びわこリハビリテーション専門職大学Q&A
Q1キャンパスの開設地は?
A1びわこリハビリテーション専門職大学は、医療人材を養成する学校法人藍野大学(本部・大阪府茨木市)が運営する県内初のリハビリ系専門職大学(4年制)で、前身の滋賀医療技術専門学校を改装したキャンパス(東近江市北坂町)を開設する。さらに学校法人藍野大学の八日市駅前サテライトキャンパス(同市八日市東浜町)も設ける。
Q2設置される学科と教育内容は?
A2リハビリテーション学部に理学療法学科(定員80)、作業療法学科(同40)が設置される。

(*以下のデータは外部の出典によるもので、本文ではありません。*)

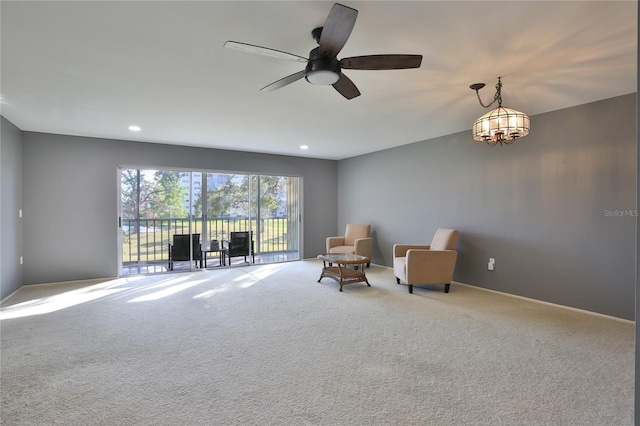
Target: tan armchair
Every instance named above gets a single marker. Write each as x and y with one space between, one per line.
417 264
356 240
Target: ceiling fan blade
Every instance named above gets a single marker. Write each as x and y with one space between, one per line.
250 48
346 87
337 29
283 82
381 62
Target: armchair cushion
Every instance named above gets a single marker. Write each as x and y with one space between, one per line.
427 264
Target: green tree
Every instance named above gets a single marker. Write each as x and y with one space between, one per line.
136 194
222 198
167 197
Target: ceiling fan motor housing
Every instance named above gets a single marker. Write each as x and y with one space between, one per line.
322 70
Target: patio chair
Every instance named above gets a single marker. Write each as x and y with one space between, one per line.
179 249
238 245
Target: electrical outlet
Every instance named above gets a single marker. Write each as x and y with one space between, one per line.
492 264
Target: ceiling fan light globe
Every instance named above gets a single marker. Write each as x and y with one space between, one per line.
322 77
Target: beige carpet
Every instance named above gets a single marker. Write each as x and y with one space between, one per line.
268 345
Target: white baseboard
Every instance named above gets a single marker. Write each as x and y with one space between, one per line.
85 282
584 311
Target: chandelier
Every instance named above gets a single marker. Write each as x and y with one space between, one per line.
501 125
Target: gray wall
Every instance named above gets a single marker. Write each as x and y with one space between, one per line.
11 271
556 209
70 198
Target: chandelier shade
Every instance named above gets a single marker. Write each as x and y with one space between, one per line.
501 125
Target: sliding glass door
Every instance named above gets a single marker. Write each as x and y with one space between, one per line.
213 210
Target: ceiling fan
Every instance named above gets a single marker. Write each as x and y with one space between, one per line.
323 66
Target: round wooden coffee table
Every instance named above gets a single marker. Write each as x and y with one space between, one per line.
341 273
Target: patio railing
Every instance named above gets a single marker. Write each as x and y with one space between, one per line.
147 240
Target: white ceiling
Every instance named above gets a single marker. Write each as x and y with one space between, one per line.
92 68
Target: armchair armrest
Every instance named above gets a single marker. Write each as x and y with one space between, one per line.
430 266
364 247
334 242
400 250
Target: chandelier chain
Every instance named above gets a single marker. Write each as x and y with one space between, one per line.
496 97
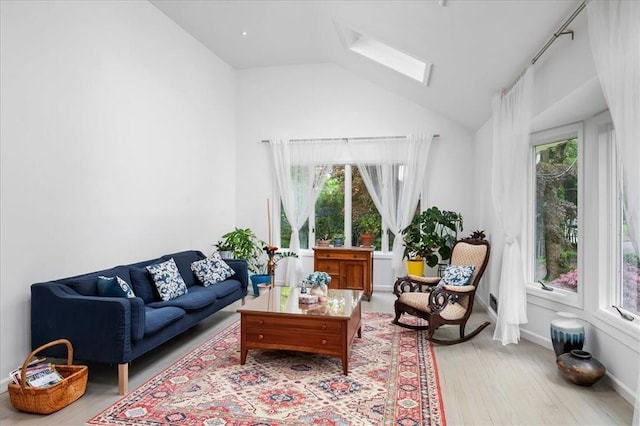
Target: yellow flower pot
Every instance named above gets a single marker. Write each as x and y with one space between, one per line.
415 267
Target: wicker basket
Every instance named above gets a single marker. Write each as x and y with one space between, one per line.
46 400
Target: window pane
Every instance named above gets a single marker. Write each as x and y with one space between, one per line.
285 231
556 232
365 216
330 206
630 273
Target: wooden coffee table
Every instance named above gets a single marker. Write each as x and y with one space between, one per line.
276 320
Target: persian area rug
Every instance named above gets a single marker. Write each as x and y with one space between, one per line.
393 379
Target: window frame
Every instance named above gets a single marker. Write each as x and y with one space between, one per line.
385 249
564 297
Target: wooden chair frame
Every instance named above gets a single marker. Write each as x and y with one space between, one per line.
439 297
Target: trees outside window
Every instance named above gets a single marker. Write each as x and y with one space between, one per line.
556 214
630 267
328 219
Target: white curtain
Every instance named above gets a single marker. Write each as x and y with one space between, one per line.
301 170
614 31
512 115
393 171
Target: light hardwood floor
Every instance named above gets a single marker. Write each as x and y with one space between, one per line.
483 382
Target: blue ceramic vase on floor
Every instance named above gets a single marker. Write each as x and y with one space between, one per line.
567 333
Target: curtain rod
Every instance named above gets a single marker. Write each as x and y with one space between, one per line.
560 32
347 139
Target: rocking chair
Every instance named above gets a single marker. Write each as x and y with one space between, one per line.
446 300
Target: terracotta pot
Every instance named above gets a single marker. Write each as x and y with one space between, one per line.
580 367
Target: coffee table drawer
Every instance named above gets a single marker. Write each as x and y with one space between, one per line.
284 339
263 323
343 256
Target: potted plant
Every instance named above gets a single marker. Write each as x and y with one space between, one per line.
243 244
430 237
225 250
324 240
367 226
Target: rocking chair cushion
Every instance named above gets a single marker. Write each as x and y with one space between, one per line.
420 302
416 300
457 275
460 288
427 280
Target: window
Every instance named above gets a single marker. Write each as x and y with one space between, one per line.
344 195
629 288
556 213
556 220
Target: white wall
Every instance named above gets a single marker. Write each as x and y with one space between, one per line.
566 90
117 130
325 101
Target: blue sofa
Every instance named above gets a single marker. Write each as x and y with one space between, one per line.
117 330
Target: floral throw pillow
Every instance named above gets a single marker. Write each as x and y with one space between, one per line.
457 275
167 279
212 270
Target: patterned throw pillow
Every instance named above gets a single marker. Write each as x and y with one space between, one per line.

理学療法学科は、様々な疾病・障がいに対して、基本動作能力の回復や維持、障がいを予防し、自立した生活が送れるよう支援していく医療・介護の専門職である理学療法士を養成する。
履修モデルの「ヘルスプロモーション」、「生涯スポーツ」、「生活工学」を通じて、地域住民の課題を解決する技術を学び、健康、スポーツ、福祉の分野で活躍する力をつける。
作業療法学科は、人が営む生活行為=「作業」に焦点を当てることで、その人らしい生活を送れるように支援していく専門職である作業療法士を養成する。
人が営む生活行為に焦点を当てるため、「児童期」「成人期」「老年期」の3つの履修モデルを用意し、住民年齢によって異なる生活課題を深く理解し、支援する知識を獲得する。
Q3卒業後の進路
A3病院施設、福祉施設、スポーツ・フィットネス施設、地方自治体、教育・研究機関などで、将来的には、健康増進施設、企業の健康推進室、健康関連企業、スポーツ・健康・食・ファッション関連企業、福祉機器メーカーなどの新しい職域へ広がると想定している。